The Three Book Magi at One Table
"My legs are shaking because I am joined here by three aces, three directors of major European book fairs," the Book World Prague director Radovan Auer said with a smile at the start of the debate, and added that listening to their experiences will be a great lesson for him.
"Until now no one succeeded in bringing the three of us together like this," Oliver Zille laughed. At the start of the debate each of the guests briefly presented "his" book fair, its history and current direction. All the directors agreed that instead of competing against one another, their book fairs co-operate, share experiences, expand on each other's efforts. "We haven't come to Prague because we had to either. We came out of friendship," Jürgen Boos said. "The Frankfurt book fair likes to support other book fairs and many organisers have learned from us in the past. We focus on developing book centres worldwide, including, for example, Latin America. We are happy when our experience helps the book market grow," he added.

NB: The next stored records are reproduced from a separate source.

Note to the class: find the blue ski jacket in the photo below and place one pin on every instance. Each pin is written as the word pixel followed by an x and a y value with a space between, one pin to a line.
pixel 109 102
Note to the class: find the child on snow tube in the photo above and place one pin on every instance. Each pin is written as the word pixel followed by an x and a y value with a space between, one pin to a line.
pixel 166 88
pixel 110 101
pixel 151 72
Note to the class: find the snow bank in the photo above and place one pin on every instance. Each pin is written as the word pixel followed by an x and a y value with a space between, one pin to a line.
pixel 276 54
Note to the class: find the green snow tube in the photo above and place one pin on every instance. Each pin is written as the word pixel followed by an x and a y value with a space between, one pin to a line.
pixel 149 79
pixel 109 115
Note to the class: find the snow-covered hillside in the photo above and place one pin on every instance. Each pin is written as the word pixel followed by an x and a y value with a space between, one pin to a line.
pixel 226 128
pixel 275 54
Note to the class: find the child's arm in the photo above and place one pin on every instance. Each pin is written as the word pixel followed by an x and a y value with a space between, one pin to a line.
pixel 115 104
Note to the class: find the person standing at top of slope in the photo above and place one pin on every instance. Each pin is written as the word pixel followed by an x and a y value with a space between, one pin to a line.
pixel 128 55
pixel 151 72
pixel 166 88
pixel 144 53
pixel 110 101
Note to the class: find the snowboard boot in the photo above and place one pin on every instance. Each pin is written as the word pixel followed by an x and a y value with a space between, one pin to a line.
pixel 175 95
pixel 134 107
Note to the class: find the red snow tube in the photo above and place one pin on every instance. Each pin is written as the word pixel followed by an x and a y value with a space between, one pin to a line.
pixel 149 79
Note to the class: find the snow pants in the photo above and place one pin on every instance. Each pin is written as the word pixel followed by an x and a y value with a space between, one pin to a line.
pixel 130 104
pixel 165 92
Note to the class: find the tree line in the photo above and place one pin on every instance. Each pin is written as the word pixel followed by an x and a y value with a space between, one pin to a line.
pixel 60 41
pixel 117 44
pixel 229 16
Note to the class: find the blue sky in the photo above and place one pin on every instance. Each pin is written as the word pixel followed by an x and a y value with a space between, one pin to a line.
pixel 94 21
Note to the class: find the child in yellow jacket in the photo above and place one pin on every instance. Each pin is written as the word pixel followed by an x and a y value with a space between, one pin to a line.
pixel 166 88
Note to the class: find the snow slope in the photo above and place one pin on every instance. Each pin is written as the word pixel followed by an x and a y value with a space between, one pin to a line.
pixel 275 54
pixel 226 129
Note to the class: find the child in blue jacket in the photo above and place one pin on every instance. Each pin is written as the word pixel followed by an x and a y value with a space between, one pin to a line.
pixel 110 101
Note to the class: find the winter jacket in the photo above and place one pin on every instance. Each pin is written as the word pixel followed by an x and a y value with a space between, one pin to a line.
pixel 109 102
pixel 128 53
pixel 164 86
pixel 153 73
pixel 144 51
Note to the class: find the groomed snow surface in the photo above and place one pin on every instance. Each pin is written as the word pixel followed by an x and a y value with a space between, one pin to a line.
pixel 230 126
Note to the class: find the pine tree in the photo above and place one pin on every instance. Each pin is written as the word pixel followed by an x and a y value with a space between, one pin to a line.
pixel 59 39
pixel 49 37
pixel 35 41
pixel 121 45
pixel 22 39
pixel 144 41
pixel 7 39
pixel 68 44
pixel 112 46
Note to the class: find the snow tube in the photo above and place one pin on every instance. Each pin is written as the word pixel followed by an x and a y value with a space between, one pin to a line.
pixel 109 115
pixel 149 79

"When the Leipzig book fair was catching a new breath after 1990, I went to all the major book fairs around the world and in each place I chose something that would fit us and our circumstances. Everywhere people gladly offered their advice. The book fair in Frankfurt, with its exceptionally longstanding tradition, provided us with much inspiration. Since those days we co-operate, meet and design our book fairs in such a way that they do not compete but rather complement one another," Oliver Zille explained.
"We are a young book fair, only celebrating our 10th anniversary now, and book fairs such as Leipzig or Frankfurt were our role models. It was thanks to them and their experiences that we have grown so fast, and from a small book exhibition at the Viennese City Hall we became a book fair boasting fifty thousand visitors," said Benedikt Föger from Vienna. "Each book fair has its unique character, representing an important part of a country's culture, its international identity, which is why it must be approached very responsibly," Jürgen Boos outlined the role of book fairs in today's society.
All the three gentlemen agreed that a book fair's main task is not to sell books, but to introduce and spread information about authors, to motivate more people to read and to facilitate meetings between publishers and enable them to share their professional experiences. "Our book fair is no longer only about books, it is a major social event that reaches out to the entire city and influences it. A truly fine thing has been created," Benedikt Föger agreed. The issue of politics as a backdrop to book fairs also came up. "Yes, our book fair also acts as a political platform," Jürgen Boos admitted. "Books have a strong political emphasis and that is why politics are closely connected with the book fair. It has a significant social and cultural aspect, for example in terms of the choice of the main guest countries. Among others, we presented China or the Catalan culture, countries in which political subtext can immediately be sensed," Jürgen Boos added.
"Books often deal with the current situation and literature influences both the way people feel and the events themselves, which means the connection between books and politics is quite natural," Oliver Zille joined the debate. "Yes, we too feel a strong political background and we do address social and political topics," Benedikt Föger agreed. At the close of the discussion questions were asked regarding book pricing and the position of small publishers at large book fairs, whereupon all the three directors outlined their plans for the future. "We look for new ideas, react to changes in the field of copyright, develop the areas of audiobooks and new media. We must go along with the times, which are developing fast. We focus on young people, create new platforms and develop an international network," Jürgen Boos said. Similar visions were presented by Oliver Zille and Benedikt Föger. All the guests agreed that the role of book fairs will become even more important in the future and that they are turning into increasingly influential cultural events, setting the pace of social affairs.